I asked the audience “How many of you watched the winter Olympics at Sochi when you should have been reading Greek or Latin?” A few hands went up, including my own.
“Come on, tell the truth.” A few more hands went up.
“You have a chance to redeem yourselves by answering a question and solving a riddle.”
The Question: Which work of ancient literature is set in or near Sochi?
After a silence, a bright student said, “Aeschylus’ Prometheus.”
“Which Prometheus? He wrote three of them.”
“Prometheus Bound.”
“Good. Now the riddle.”
The Riddle: How are the Classics like Prometheus?
Lots of suggestions came. The one I liked best was, “Because administrators keep trying to rip the guts out of us, but don’t succeed.”
“Here’s another way to approach the riddle,” I suggested. “Did you ever notice who comes to visit Prometheus up there in the Caucasus? Oceanids and their daddy, and then poor wandering Io, and finally Zeus’ errand boy, Hermes. These are all on the move, unconfined to any one spot -- in one way or another, unbounded. Oceanus is a good example: “I come/ on a long journey, speeding past the boundaries / to visit you, Prometheus …”(lines 279 f.).
So, in this play bounded confronts unbounded. Is there an analogy to Classics? Sure, in this respect: Classics is both chronologically and geographically bounded. What’s more, Classics is the only field that by definition is so bounded. All the others can move forward or back, earlier or later, north or south, east or west, whatever they choose. English can go back to the roots of Old English, or up to the lyrics of Gangsta Rap. Scholars in the field can journey with Chaucer to Canterbury, or whisk off to Australia, India, the Falklands, wherever English is spoken. Similarly with History, or Musicology or Philosophy, or Near5 Eastern Studies, or –well, you get the point. Meanwhile, Classic, like Prometheus, is confined to its remote mountain peak.
What a disaster!
But wait a minute. Prometheus is determined to tough it out, until Zeus relents. Could being bounded possibly be a good thing for Classics?
“It keeps you focused.”
“You don’t have to run around in circles all the time.”

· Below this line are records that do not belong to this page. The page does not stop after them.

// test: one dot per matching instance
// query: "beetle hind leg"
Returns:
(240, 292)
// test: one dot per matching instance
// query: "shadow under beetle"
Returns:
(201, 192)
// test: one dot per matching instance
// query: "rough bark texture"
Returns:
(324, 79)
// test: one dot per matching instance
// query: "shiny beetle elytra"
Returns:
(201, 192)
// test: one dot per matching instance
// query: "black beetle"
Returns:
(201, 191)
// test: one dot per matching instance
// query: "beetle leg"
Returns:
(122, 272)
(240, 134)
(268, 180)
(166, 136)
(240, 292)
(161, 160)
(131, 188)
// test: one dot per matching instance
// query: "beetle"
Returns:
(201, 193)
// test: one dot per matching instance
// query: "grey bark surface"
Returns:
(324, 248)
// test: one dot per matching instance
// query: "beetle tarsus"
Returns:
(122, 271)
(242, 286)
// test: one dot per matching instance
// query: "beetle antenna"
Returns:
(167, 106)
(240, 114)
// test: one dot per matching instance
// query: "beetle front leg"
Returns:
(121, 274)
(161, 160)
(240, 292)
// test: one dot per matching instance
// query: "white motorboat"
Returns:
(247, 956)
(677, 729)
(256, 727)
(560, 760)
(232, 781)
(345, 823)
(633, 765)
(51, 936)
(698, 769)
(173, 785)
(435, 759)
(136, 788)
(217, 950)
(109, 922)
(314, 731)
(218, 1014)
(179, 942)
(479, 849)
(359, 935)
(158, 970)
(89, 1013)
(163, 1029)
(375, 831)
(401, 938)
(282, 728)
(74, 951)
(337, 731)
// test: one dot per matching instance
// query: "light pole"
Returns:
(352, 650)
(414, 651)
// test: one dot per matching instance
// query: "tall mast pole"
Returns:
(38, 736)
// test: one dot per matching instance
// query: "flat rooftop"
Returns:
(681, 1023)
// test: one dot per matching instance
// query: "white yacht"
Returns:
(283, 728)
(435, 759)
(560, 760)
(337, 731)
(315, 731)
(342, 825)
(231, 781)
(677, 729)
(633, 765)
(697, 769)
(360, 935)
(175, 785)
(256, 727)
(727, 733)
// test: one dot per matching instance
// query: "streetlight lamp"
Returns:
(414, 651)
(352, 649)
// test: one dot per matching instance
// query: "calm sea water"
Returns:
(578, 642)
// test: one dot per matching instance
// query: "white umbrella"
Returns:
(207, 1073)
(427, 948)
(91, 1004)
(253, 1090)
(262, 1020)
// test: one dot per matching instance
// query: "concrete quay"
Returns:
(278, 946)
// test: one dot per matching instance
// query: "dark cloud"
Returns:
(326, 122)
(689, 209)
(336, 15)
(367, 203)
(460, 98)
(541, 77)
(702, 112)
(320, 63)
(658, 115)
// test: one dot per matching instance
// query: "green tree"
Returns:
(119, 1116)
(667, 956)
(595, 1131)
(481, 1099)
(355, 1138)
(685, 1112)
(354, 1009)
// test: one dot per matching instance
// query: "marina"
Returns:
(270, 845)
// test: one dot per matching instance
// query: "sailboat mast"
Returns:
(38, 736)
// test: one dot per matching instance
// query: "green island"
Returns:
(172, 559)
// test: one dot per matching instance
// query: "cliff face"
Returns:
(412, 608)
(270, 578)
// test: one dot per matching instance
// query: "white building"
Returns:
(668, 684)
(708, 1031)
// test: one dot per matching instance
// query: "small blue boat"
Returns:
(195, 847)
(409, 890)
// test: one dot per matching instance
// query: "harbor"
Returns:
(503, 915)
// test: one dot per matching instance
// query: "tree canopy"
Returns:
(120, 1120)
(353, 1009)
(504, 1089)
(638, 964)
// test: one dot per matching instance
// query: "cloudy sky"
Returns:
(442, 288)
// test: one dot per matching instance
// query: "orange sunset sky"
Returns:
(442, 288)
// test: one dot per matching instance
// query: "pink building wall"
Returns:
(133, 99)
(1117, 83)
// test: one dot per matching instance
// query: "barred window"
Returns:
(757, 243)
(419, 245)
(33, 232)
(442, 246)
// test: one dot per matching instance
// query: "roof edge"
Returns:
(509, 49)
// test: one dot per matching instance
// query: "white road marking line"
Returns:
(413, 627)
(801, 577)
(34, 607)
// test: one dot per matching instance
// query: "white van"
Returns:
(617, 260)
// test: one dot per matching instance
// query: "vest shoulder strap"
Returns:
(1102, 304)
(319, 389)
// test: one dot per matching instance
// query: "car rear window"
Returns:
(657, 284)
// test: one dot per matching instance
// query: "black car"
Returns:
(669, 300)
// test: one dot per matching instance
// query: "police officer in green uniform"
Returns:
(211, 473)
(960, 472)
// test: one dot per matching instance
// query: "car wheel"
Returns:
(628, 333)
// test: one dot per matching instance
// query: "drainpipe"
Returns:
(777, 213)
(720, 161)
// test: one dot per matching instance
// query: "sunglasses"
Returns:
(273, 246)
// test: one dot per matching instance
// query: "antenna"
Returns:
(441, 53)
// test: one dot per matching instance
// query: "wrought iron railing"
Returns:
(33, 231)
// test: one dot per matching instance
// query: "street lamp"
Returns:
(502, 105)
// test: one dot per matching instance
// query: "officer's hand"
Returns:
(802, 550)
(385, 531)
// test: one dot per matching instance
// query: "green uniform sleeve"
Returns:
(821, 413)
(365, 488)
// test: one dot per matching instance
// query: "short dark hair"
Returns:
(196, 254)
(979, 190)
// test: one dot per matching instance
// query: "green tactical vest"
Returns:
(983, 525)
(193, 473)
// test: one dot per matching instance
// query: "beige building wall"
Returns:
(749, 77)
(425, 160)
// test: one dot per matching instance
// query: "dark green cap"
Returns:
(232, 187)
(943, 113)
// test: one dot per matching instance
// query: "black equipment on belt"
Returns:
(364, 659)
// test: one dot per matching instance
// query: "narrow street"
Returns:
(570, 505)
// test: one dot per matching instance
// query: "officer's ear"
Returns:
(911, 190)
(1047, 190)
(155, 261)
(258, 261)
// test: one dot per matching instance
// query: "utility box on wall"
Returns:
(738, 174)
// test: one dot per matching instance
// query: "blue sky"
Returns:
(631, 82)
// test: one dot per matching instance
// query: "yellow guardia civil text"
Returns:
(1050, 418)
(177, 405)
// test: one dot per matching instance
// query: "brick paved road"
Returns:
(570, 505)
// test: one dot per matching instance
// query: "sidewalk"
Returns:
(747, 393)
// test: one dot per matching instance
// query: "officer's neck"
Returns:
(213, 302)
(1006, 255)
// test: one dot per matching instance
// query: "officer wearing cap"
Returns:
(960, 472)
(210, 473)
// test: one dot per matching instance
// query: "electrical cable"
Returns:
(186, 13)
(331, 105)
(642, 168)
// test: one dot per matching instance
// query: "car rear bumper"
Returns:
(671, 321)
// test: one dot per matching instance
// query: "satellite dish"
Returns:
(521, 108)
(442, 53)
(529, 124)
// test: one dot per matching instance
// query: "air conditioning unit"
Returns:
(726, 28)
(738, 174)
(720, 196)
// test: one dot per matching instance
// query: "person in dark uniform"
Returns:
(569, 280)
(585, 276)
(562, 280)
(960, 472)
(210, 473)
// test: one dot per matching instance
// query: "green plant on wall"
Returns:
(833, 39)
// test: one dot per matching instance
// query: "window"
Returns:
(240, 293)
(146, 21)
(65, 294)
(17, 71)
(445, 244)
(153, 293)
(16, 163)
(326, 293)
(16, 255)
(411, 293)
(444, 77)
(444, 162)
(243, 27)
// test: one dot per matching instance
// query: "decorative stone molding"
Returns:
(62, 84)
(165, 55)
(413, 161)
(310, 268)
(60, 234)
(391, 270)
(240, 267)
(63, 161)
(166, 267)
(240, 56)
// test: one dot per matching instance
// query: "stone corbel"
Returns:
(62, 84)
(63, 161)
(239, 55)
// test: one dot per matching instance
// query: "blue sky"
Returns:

True enough and Classics is not subject to the dynamic of growth that often shapes the unbounded fields of academia. Their incentives all push toward the contemporary. That’s the low-hanging fruit. Over time departments in the unbounded fields are tempted to move toward whatever is new and easy to explain to students. Earlier periods get compressed or dismissed, staffing shifts toward the present. When the past survives, moreover, it is judged by the standards of our time. “Presentism” takes command. That’s not a story about Classics; it’s is about the whole of human experience until very recent times. Medieval, Renaissance and Enlightenment studies all suffer, -- and not just European civilization. The roots of all cultures are in danger of being left neglected and parched.
Today you can see that happening in many colleges and universities. If that continues the result will be that the study of the past is eviscerated, and students attain only a very impoverished education. It’s not easy to stand up against that, but when, as Prometheus puts it, “Classics is an anchor to windward when, as Prometheus says, “all the winds’ blasts / dance in a fury” (1085 f. trans, David Grene), Classics is an anchor to windward.